Quand une grande usine ferme ou licencie massivement, l’impact ne se limite pas aux salariés concernés. Si tu vis dans une ville industrielle, tu te demandes sûrement ce que cela change pour l’emploi local, la population, les écoles, les commerces et, plus largement, l’avenir de la ville. La réponse est claire : les fermetures d’usines peuvent déclencher un effet domino, mais certaines villes résistent mieux que d’autres, notamment quand elles disposent de services publics et culturels solides.

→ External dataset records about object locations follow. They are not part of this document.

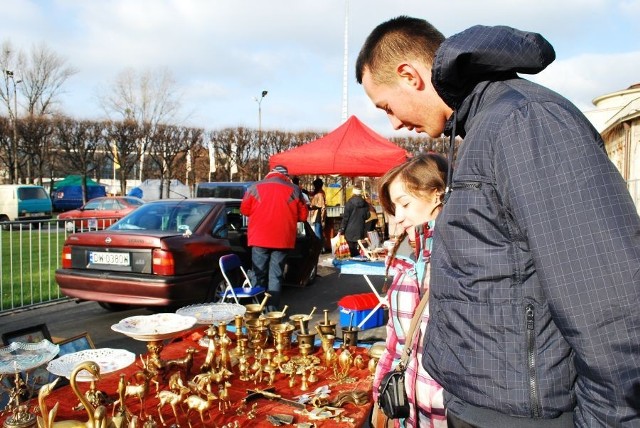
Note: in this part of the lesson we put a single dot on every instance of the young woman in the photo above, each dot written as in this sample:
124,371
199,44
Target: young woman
412,193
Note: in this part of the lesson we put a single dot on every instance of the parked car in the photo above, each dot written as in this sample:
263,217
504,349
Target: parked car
99,213
166,253
223,189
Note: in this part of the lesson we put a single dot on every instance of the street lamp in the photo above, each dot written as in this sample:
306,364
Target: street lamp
14,117
259,101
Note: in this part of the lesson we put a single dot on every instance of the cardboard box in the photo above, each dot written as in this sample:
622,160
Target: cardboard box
360,305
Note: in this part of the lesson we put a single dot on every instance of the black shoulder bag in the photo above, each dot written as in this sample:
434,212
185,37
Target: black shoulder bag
392,398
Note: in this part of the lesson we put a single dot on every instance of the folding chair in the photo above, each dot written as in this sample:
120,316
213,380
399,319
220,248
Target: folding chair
233,273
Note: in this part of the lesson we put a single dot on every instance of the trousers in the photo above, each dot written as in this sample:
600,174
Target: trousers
268,265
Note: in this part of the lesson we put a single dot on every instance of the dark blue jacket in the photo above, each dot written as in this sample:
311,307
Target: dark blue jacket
536,265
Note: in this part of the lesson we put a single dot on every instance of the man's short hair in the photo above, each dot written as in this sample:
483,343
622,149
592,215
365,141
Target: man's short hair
281,169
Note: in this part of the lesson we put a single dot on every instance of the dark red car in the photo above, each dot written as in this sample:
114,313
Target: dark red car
99,213
166,253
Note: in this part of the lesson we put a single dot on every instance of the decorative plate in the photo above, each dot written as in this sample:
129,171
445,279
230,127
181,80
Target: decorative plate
109,360
213,313
23,356
154,327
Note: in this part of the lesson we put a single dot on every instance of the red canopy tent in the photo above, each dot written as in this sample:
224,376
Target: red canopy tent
351,150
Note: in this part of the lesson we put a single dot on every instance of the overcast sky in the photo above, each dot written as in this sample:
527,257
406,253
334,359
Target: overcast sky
224,53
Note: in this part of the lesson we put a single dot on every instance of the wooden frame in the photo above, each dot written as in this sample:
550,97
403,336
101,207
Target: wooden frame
34,334
73,344
76,343
31,334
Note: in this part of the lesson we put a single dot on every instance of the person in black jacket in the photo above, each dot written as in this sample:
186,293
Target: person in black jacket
353,225
535,270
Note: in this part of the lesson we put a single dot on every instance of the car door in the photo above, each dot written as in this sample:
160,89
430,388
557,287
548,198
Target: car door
302,261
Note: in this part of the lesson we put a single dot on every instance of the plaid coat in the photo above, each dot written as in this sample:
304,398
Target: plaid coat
422,391
535,279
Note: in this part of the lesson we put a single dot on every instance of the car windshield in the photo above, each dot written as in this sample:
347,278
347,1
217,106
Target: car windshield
170,216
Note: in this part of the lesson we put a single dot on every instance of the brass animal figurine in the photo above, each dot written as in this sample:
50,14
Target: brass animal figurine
97,415
199,404
185,363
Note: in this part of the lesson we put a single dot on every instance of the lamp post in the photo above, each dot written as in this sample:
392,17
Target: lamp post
14,117
259,101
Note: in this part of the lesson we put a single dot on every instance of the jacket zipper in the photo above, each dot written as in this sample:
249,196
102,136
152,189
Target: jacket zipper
531,357
467,185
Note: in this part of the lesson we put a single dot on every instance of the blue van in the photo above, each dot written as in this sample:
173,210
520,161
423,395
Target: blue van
20,202
223,189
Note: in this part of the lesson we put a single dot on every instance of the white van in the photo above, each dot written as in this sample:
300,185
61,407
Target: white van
24,202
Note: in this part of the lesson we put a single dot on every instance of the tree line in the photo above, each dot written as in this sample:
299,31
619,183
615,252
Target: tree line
142,135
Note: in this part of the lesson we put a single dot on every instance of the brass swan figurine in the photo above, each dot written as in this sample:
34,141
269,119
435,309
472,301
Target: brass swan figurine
97,416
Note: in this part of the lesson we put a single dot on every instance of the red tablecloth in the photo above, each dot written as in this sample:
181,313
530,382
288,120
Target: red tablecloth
359,380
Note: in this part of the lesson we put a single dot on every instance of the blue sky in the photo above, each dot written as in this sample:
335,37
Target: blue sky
224,53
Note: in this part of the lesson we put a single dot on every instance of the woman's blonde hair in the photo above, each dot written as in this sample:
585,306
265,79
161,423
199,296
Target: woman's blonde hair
421,175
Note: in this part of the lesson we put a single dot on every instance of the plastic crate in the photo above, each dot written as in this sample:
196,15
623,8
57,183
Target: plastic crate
360,305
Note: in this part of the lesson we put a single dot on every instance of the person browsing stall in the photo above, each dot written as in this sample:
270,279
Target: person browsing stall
412,192
274,207
353,225
535,276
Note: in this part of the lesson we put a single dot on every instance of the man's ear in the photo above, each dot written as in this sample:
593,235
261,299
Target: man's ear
409,75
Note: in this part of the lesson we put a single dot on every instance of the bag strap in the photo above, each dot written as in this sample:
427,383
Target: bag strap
411,334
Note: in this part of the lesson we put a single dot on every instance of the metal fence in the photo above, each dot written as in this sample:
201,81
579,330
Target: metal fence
29,255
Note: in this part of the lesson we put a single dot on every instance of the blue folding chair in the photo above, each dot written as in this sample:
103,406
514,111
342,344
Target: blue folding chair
233,273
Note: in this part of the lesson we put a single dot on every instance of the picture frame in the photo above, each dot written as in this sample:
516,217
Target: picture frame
76,343
73,344
33,334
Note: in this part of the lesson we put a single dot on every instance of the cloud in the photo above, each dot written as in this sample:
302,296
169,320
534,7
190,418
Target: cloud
224,53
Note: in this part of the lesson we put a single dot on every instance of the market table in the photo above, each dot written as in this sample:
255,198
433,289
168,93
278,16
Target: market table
253,413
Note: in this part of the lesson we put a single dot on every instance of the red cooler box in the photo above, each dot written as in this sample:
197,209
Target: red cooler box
360,305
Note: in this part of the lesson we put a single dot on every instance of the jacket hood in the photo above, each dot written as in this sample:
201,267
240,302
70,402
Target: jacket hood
486,53
359,201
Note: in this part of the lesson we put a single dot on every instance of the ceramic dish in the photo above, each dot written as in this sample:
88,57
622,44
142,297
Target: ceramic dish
213,313
154,327
22,356
109,360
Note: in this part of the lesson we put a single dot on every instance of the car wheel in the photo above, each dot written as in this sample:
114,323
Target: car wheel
312,277
114,307
218,286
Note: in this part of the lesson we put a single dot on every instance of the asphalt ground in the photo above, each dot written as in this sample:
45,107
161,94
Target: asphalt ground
68,318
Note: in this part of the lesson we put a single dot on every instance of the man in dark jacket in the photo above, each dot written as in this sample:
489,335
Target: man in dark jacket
353,225
274,206
535,273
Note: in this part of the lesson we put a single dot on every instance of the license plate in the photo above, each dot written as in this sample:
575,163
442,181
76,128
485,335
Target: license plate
116,259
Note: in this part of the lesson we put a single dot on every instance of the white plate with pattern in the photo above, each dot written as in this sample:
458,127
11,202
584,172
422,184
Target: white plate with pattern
109,360
24,356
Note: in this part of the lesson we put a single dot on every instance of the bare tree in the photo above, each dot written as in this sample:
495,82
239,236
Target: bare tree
149,98
35,133
80,140
122,147
233,148
37,79
171,144
43,80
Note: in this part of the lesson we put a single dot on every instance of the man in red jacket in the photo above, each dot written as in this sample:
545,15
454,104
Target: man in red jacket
274,207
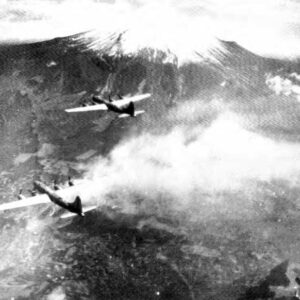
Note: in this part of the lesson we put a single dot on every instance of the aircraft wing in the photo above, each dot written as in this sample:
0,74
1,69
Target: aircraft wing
43,198
131,99
87,108
84,210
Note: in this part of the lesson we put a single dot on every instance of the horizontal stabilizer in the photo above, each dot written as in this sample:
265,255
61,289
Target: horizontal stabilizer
132,99
70,214
139,112
87,108
39,199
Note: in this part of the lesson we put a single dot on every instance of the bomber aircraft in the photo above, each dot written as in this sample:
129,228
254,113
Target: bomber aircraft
67,198
123,106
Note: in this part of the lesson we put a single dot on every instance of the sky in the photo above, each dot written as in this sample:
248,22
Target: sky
266,27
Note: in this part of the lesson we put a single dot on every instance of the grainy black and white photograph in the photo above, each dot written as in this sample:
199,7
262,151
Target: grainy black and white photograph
149,150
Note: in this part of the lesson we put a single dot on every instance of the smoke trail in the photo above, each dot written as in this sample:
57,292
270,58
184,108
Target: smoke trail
209,162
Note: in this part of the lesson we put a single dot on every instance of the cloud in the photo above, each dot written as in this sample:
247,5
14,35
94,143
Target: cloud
265,27
285,86
202,167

L’essentiel a retenir : une fermeture d’usine peut fragiliser toute une ville, pas seulement les salariés. Les villes qui tiennent le mieux sont souvent celles qui ont de bons services publics, de la santé, de l’éducation et une vie culturelle active.

  • Les licenciements massifs ralentissent souvent la croissance démographique.
  • Les jeunes et les 20-54 ans partent plus facilement après un choc industriel.
  • Les villes avec santé, éducation et culture résistent mieux.
  • Une fermeture peut provoquer un effet domino chez les fournisseurs locaux.
  • La désindustrialisation fait souvent vieillir la population.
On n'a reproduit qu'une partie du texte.